Something this broad, i.e. “find a social niche,” is easily overwhelming. How does this even start? The answer I’m usually given is to seek out people with similar interests, but even this isn’t actually that clear in practice. Most if not all my interests are things one does in isolation (drawing, coding, reading, etc.), and I haven’t really figured out a way to turn these into social things. Meanwhile, I don’t have a good sense of when someone’s thinking/believing something means I need to walk away from the relationship or not. It’s a combination of moral scale (i.e. whether x is worse than y or some specific threshold), what I’m comfortable being associated with, the extent to which I believe in whether the person can change, and whether I’m willing to wait.

It’s easy enough to see the problem, but I rapidly fall apart when it comes to answering these questions. I’ve noticed more and more that I take a very systematic approach to things. I’d describe this mostly as rules-based, but also that these rules need to come from somewhere. Just deciding “this is my cutoff” without connecting that to something else feels arbitrary and thus meaningless. Granted there’s always going to be a point after which you cannot answer “why”, and I don’t always have a problem with that. Because it’s so difficult for me to have a single thought in isolation (they always bring their friends),

Sometimes I think my next tattoo should be a donkey.

A more prosaic decision is also on the horizon, namely what (if anything) to do this weekend. We have a couple things coming up over where my parents live (about an hour from here). I never want to leave the house when faced with the choice, but that doesn’t seem to correlate with whether I enjoy myself once I do. At the same time, it’s rare that I end up regretting the decision either way, so I can’t really use that as a criterion, either.

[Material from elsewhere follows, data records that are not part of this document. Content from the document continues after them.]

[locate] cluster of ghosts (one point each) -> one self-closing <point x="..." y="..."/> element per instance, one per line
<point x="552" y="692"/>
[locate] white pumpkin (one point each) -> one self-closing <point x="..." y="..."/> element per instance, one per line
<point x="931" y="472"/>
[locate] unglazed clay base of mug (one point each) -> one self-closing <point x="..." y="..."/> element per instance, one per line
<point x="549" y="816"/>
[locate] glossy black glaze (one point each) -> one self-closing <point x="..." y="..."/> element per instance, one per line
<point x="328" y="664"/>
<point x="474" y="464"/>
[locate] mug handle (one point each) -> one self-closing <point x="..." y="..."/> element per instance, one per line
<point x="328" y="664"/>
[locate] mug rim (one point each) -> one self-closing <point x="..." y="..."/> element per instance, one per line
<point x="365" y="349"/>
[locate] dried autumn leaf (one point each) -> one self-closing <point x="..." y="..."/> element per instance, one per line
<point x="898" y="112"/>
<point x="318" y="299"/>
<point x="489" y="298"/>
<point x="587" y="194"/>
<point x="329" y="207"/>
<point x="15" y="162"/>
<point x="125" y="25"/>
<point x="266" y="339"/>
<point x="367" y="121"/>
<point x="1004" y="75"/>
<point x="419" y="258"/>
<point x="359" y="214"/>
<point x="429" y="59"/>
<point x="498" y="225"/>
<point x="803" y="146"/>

Coding continues apace. I’ve chipped away at the project I’m over-coding for my day job (I decided to do a terminal, text-based interface in a web browser), as well as the memorization/concentration thing. For the latter, I’ve basically figured out the page layout so that it scales/rearranges itself well. I haven’t tested it a ton, but (1) this is mostly for me, so whatever, and (2) I don’t know how I could realistically check all the possible permutations of screen resolution, browser window size, and number of cards.

I also had to sort out my initial dataset (the alphabet for Biblical Hebrew), which was more complicated than I expected. It turns out that the vowel markers (those “dots” above and below the actual letters) have not been consistent over the centuries, so I had to sort out what I would need to know to read the Old Testament versus, say, what’s used in Modern Hebrew. There was also an added rub in that my textbook doesn’t use the same transliteration scheme for their names as elsewhere. It also forced me to figure out how to do combining characters, which thankfully didn’t prove to be too difficult.

Next on the to-do list is to do a modal for picking between data sets. I’d eventually like to allow it to load data from a file too, but don’t want to have to load a file every time I use it. The longer term approach will probably be to have a sub-directory on my site that contains them all, and then just hope I can get a directory listing (or hard code the file names). Whether I go beyond that (allowing the loading of an arbitrary file) remains to be seen.

There are also a couple household tasks that I need to finally get done, namely finishing painting a wall in my home office and putting up a motion light on the outside of the house. This does kinda suggest staying home this weekend (or at least minimizing what we do); there’s one thing each on Saturday and Sunday, and they both would eat up a solid half of the day. Given that I have to catch my brain when it feels like doing something to get anything done, having somewhere to be can really screw that up (doubly so where, as here, it’s later in the day rather than first-thing).